ChatGPT can now See, Hear & Speak!
You read that correctly. Over this past weekend, OpenAI announced that their popular chatbot ChatGPT 4.0 can now interact with users by seeing, hearing and speaking with/to them. I got goosebumps the minute read that. I’m imaging you did too. This means that users will no longer need to type in prompts to ChatGPT - they’ll be able to interact with it just like speaking to another human. Earlier this month OpenAI announced DALL-E 3 - an AI tool that can generate any artwork you ask it to. You want to see Han Solo conduct a mariachi band at Carnegie Hall? Just ask!
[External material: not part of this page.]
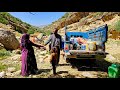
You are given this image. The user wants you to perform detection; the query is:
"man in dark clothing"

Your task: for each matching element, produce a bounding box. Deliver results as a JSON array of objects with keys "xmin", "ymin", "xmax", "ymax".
[{"xmin": 45, "ymin": 28, "xmax": 62, "ymax": 64}]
I only had a few days to digest this before reading about the See, Hear & Speak feature that is coming very soon to ChatGPT 4.0 Plus and Enterprise - the paid version ($20/month) of the wildly popular ChatGPT.
This new version of ChatGPT is similar to Amazon’s Alexa and Apple’s Siri. Users will be able talk to ChatGPT and it will talk back. ChatGPT will also be able to respond to images that you upload. You will be able to up0load a picture of a trumpet with a stuck mouthpiece and ChatGPT will be able to recognize the issue and give you step by step instructions on how to repair it. Teachers and students will be living in the future VERY soon.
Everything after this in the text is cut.